While the packed US economic calendar will dominate markets this week, for Australia China will be another thing to watch as the monthly and quarterly economic data releases start amid the worst outbreak of Covid ever in Shanghai and some other major cities.
In fact the rapid expansion of Covid across more and more of China has seen the country under pressure to control that growth, let alone meet the demands of President Xi JinPing’s zero policy which is looking increasingly irrelevant.
Given the importance China is to Australia – even in the current period of strained political relations – the data dump over the next week will set up a tougher economic outlook for whoever wins the May 21 poll.
The impact of the latest Covid emergency has already started emerging as it hit Chinese car sales in March. Data for the month, released at the weekend showed an impact from the early weeks of the current Covid outbreak, dropping car sales 11% from a year ago, reversing February’s 18% gain.
Shanghai is still locked down and economists estimate this is cutting billions of dollars a week in lost retail sales, manufacturing and other activity. Other cities and towns are also locked down, especially in Jilin provide, one of the first hotspots for the recent wave.
Ports are reported to be running slowly in and around Shanghai and other coastal cities.
In the next week running through Easter up till next Monday we get Chinese inflation, trade, industry production, urban investment, retail sales, property sector sales, house prices and the economic growth data for the March quarter.
There will be some early signs of the impact in retail sales and in exports and imports (but the real impact will be seen in April).
China’s March consumer and producer data will be out today and economists are looking for rises in both because higher oil and petrol prices were allowed in mid-March.
Lower pork prices might offset a little of the impact of higher import costs but the big imponderable will be any early impact from Covid depressing prices at a retail level.
Headline inflation could reach an annual 1.2% in March from 0.9% in February. Annual growth in producer prices could go back over 10%, again.
Core consumer inflation will not rise very much though and some analysts say April could see a big drop thanks to the impact of the lockdowns.
Wednesday sees trade data for March and the first quarter and a further slowing in growth is forecast (again April will see much worse figures).
Higher prices for key commodity imports such as oil and gas, coal, iron ore, copper and other metals and some grains will boost the value of imports but actual volumes are seen weaker because China always seems to cut back when world prices soar, as they have done since late February.

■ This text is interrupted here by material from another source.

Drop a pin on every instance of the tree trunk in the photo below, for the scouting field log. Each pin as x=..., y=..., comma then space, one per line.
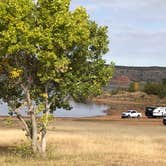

GDP, industrial production, investment and retail sales data will be out a week today (and during our Easter holidays) and will be mixed.
In fact economists are uncertain about what will happen because of the distinct slowing in the pace of activity in late February through March as the impact of the Covid upsurge started being felt, especially with lockdowns and restrictions in Jilin and Guangdong provinces and in Shenzhen (as well as nearby Hong Kong).
The retail sales and industrial production data will show early signs of the impact of the slowdown.
In Australia the election campaign will dominate headlines but life for markets, investors and the economy will continue.
Like the US and Europe, it’s a short week with Easter break effectively starting Thursday and ending next Tuesday.
In Australia, the NAB business conditions survey for March (tomorrow) is likely to show conditions and confidence remaining reasonably solid, consumer confidence (Wednesday) is likely to see a bit of a lift from the Budget and jobs data (Thursday is likely to show a 20,000 gain in employment with unemployment falling to 3.9% which will give a brief lift to the election campaign.
There’s one local profit – Bank of Queensland’s interim on Wednesday.
Elsewhere the RBNZ on Wednesday is expected to raise its cash rate by 0.25% taking it to 1.25% and the same day, the Bank of Canada will lift its policy rate by a larger 0.50% to 1% and get in before the Fed starts its series of half a per cent rate rises.
In Europe the ECB (on Thursday) is expected to leave monetary policy on hold but is likely to be a bit more hawkish with the further rise in inflation despite increasing threats to growth.
And the US sees consumer and producer price inflation released, industrial production (all for March), consumer sentiment, retail sales (for March) and the start of the March quarter earnings season with reports from some major banks (See separate markets story).